At Goodfire AI, a "Member of Technical Staff" is a highly generalist role. Early employees must be "switch hitters," tackling a mix of research, engineering, and product development, highlighting the need for versatile talent in deep-tech startups.
Instead of pure academic exploration, Goodfire tests state-of-the-art interpretability techniques on customer problems. The shortcomings and failures they encounter directly inform their fundamental research priorities, ensuring their work remains commercially relevant.
Research suggests a formal equivalence between modifying a model's internal activations (steering) and providing prompt examples (in-context learning). This framework could potentially create a formula to convert between the two techniques, even for complex behaviors like jailbreaks.

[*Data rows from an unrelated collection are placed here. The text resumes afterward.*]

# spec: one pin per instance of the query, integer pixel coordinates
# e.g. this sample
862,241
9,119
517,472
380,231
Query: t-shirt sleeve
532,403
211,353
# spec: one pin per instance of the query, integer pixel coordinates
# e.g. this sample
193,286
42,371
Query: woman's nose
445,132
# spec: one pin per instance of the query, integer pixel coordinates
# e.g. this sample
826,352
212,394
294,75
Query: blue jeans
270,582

RLHF is criticized as a primitive, sample-inefficient way to align models, like "slurping feedback through a straw." The goal of interpretability-driven design is to move beyond this, enabling expert feedback that explains *why* a behavior is wrong, not just that it is.

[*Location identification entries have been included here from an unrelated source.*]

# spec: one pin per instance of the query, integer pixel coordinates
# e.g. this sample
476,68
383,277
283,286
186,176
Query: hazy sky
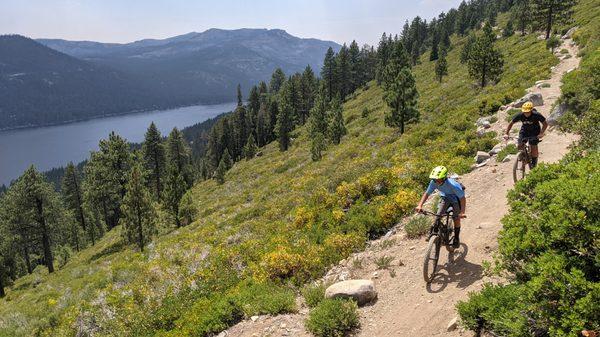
130,20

Even when a model performs a task correctly, interpretability can reveal it learned a bizarre, "alien" heuristic that is functionally equivalent but not the generalizable, human-understood principle. This highlights the challenge of ensuring models truly "grok" concepts.
Goodfire AI defines interpretability broadly, focusing on applying research to high-stakes production scenarios like healthcare. This strategy aims to bridge the gap between theoretical understanding and the practical, real-world application of AI models.

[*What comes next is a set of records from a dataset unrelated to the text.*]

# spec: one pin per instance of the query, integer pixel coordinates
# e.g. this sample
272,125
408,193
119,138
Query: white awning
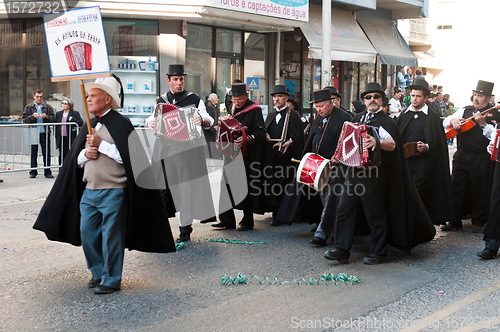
391,47
349,43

Goodfire frames interpretability as the core of the AI-human interface. One direction is intentional design, allowing human control. The other, especially with superhuman scientific models, is extracting novel knowledge (e.g., new Alzheimer's biomarkers) that the AI discovers.
Public demos of activation steering often focus on simple, stylistic changes (e.g., "Gen Z mode"). The speakers acknowledge a major research frontier is bridging this gap to achieve sophisticated behaviors like legal reasoning, which requires more advanced interventions.
Goodfire AI found that for certain tasks, simple classifiers trained on a model's raw activations performed better than those using features from Sparse Autoencoders (SAEs). This surprising result challenges the assumption that SAEs always provide a cleaner concept space.
A helpful mental model distinguishes parameter-space edits from activation-space edits. Fine-tuning with LoRA alters model weights (the "pipes"), while activation steering modifies the information flowing through them (the "water"), clarifying two distinct approaches to model control.
In partnership with institutions like Mayo Clinic, Goodfire applied interpretability tools to specialized foundation models. This process successfully identified new, previously unknown biomarkers for Alzheimer's, showcasing how understanding a model's internals can lead to tangible scientific breakthroughs.
When building a PII detector for e-commerce giant Rakuten, Goodfire AI had to train on synthetic data due to privacy rules. This forced them to solve the difficult "synthetic to real" transfer problem to ensure performance on actual customer data, a common enterprise hurdle.